Timber Man's Memoir
Norman Floyd McGowin Jr. tells his story in a memoir, “The Forest and the Trees,” posthumously published by Montgomery-based New South Books.
Floyd McGowin Jr.’s book is recently off the presses of Montgomery’s New South Books.
Norman Floyd McGowin Jr. saw the momentous political, social, economic and technological changes of the 20th century through the lens of the W.T. Smith Lumber Co., which dominated the small town of Chapman in Butler County, south Alabama. The company was run by McGowin’s family, and Chapman was a company town whose residents, for better or worse, had their fortunes tied to the lumber mill and its many moving parts.
McGowin tells his story in a memoir, “The Forest and the Trees,” posthumously published by Montgomery-based New South Books.

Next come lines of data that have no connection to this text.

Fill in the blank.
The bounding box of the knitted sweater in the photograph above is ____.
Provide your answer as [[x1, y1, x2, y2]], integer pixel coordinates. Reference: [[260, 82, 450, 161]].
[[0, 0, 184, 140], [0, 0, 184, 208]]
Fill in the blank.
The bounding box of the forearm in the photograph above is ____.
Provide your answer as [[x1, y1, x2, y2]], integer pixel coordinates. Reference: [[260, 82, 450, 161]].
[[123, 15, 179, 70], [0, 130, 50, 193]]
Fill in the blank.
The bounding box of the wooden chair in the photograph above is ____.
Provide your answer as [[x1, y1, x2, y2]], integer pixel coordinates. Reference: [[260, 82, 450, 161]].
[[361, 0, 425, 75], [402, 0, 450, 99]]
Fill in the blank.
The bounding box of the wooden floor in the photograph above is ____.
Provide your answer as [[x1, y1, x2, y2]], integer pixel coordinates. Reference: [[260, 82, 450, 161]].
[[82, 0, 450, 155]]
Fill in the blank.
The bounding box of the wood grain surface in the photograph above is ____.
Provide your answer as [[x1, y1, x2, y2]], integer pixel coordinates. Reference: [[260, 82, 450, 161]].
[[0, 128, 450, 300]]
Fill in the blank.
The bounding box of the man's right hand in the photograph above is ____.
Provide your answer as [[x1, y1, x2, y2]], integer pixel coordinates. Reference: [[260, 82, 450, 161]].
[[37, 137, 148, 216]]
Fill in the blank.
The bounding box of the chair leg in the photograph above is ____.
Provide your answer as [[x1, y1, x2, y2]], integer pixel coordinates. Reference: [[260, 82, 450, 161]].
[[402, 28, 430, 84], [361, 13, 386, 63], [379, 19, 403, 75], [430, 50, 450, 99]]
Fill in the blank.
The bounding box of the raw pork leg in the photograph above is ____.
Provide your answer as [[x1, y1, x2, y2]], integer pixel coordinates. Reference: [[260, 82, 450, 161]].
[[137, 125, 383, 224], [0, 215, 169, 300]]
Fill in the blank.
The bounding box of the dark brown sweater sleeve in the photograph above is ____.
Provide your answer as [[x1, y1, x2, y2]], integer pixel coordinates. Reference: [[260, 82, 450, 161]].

In June 1950, McGowin found himself coming off an “inauspicious” freshman year at Yale, where he discovered the overpowering temptations of wine, women and song. An interest in the Marine Corps, however, gets him refocused and he soon finds himself at Parris Island for officer training. Of his drill instructors, McGowin writes, “I can remember no case when they talked about their own combat experiences or glorified war in any way — practical advice like how to beat up soldiers or steal equipment from the Army was another story.”
McGowin ends up learning the just-invented air traffic control trade, guiding military planes in and out of a base in South Korea just after the peace accord is put in place.
He arrives back in Alabama in 1955 to the discovery that the International Woodworkers of America, CIO, have organized the mill and called a “vicious” strike. The union, McGowin claims, used every means — legal and illegal, including dynamite — to negotiate. The strike is resolved a year later, and McGowin declares victory for the mill, which he says fought off the challenge with honor.
Through the following years the mill fights off a sale, pioneers aerial forestry mapping and makes peace with larger market forces. The lumberman chose this observation from Mark Twain for the start of his epilogue: “Never underestimate the number of people who would love to see you fail.”